What did you think that snobbery over pretty graphics and multi media experiance was new? Haha that's adorable. theyr'e gonna do everything possible to keep oeople interested, since the novelty of it just existing is going t owear off prett yfast.


Plus imagine businesses and education cozying up for reduced rates, or an alloted amount of time free plus reduced rates. Think of it ilike this You dial in to work. Enter yoru employee number, and can essentially have access to an internal email and or chat based system. Same thing with education. French universities all but required students to sign up via minitel, so I can see the practice becoming an option.


Or a student doing homework or testing remotely and being able to print the hardcopy at school.


A bit pie in the sky, but given what has happened in just hte years following the pandemic with attempts at remote work and remote school? I can see attempts at what we would see as watered down attempts at these things.


BBS's March Onward


Regardless on any publicp erceptions, the bulliten board systems that had sprung up before this point would adapt rather than die. Unlike the web, they have a roughly similar set of strengths and weaknesses with one very important additional strength. So long as you are within the 'local' bubble of a BBS, or at least have a local BBS to dial into that's part of FIDOnet? It's absolutely free. It is also private beyond the fact the phone company knows you dialed a specific number.

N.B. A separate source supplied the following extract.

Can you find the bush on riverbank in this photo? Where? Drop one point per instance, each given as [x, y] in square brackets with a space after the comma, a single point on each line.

So, while I can see many being perfectly happy sticking to VideoTel's offerings? There will always be those that want to tinker. . Though if I am going to be perfectly blunt? If VideoTel offers TradeWars, Mafia, and Legend of the Red Dragon? That's going to suck in a lot of people, enthusiest or otherwise.


Even in the late 90's I had classmates that would log into a BBS from school to play LoRD.


OK so What Changes?


Ironically? If one were to come to an 2023 there probably wouldn't be much visible diffrence. Smart Phones, Web 2.0, social media networks, all of that would still be in full swing.

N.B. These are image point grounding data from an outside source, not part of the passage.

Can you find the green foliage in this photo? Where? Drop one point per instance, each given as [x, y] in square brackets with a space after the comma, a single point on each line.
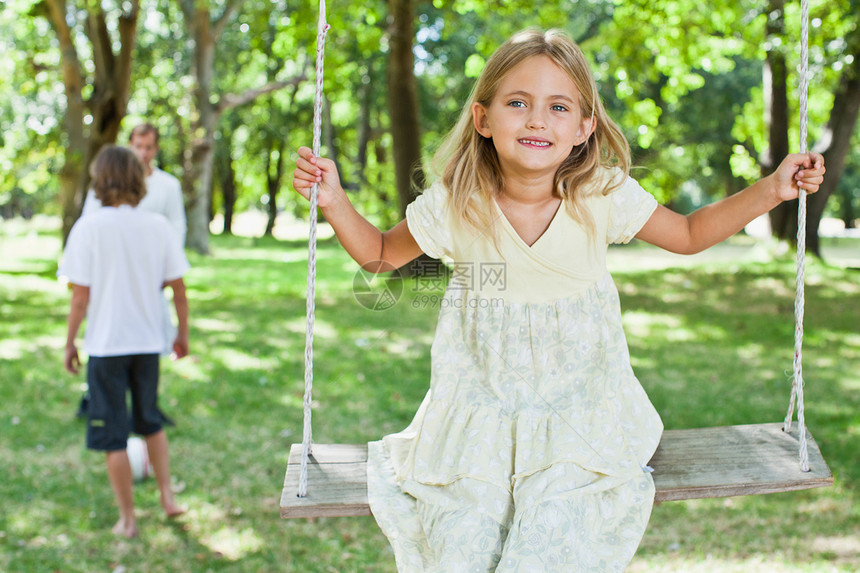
[682, 79]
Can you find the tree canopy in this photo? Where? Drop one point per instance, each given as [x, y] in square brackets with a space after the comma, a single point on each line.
[230, 85]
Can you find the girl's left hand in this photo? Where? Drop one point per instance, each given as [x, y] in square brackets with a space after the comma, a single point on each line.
[799, 170]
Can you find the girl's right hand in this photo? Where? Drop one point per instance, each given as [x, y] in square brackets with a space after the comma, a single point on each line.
[310, 170]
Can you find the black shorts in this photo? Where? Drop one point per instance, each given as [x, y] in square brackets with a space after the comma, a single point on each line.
[110, 378]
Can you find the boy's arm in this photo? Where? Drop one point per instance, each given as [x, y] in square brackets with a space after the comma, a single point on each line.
[77, 312]
[716, 222]
[180, 302]
[375, 251]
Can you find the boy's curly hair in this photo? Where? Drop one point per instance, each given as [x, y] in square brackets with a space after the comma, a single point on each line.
[118, 177]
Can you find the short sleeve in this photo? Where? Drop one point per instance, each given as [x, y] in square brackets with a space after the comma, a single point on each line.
[631, 207]
[176, 263]
[428, 219]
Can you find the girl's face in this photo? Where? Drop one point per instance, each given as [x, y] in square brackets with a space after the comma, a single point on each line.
[534, 120]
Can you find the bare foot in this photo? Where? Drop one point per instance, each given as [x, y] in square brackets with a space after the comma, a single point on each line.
[125, 529]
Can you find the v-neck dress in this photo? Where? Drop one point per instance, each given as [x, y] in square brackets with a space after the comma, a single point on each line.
[529, 450]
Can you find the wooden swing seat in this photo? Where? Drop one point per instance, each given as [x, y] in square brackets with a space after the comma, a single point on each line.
[689, 464]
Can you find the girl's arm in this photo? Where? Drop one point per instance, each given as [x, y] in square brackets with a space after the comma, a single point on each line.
[77, 312]
[717, 222]
[375, 251]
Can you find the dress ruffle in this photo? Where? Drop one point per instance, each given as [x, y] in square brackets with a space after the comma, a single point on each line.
[553, 385]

The key changes would be how we got to this point and the discussions in the 2010's over net neutrality, and file sharing in the 2000's probably would have happened in the late 80's and certainly in the 90's.


Think of it. Here is thsi big business centric network that can outright decide who gets to be part of it or not both in terms of customers and services in an era when ARPAnet had strict non-commercial policies. BBS's were a thing by this point. Heck CBBS, the first one, went online in 1978. So BBS's would have still been a thing. The big change is that there probably would have been incentives to make 'your' BBS compatible with the VideoTel service if you wanted to make money off of it, and FIDONet being seen as an alternative, possibly gaining a sort of punk anti-establishment edge to it in popular culture specifically because it was the home grown alternative that came about as a result of long distance pricing.


All this and the concept of hypertext hadn't happened yet.


Speaking of. minitel had as its protocol bi-directionality baked in from the start, as opposed to HTML being a very unidirectional affair before additions got bolted on. Would a wide-spread american adoption of videotel have affected HTML? Hard to say.


The really fascinating thing, to me, is that we would have had the conversations over the past decade probably thirty years sooner.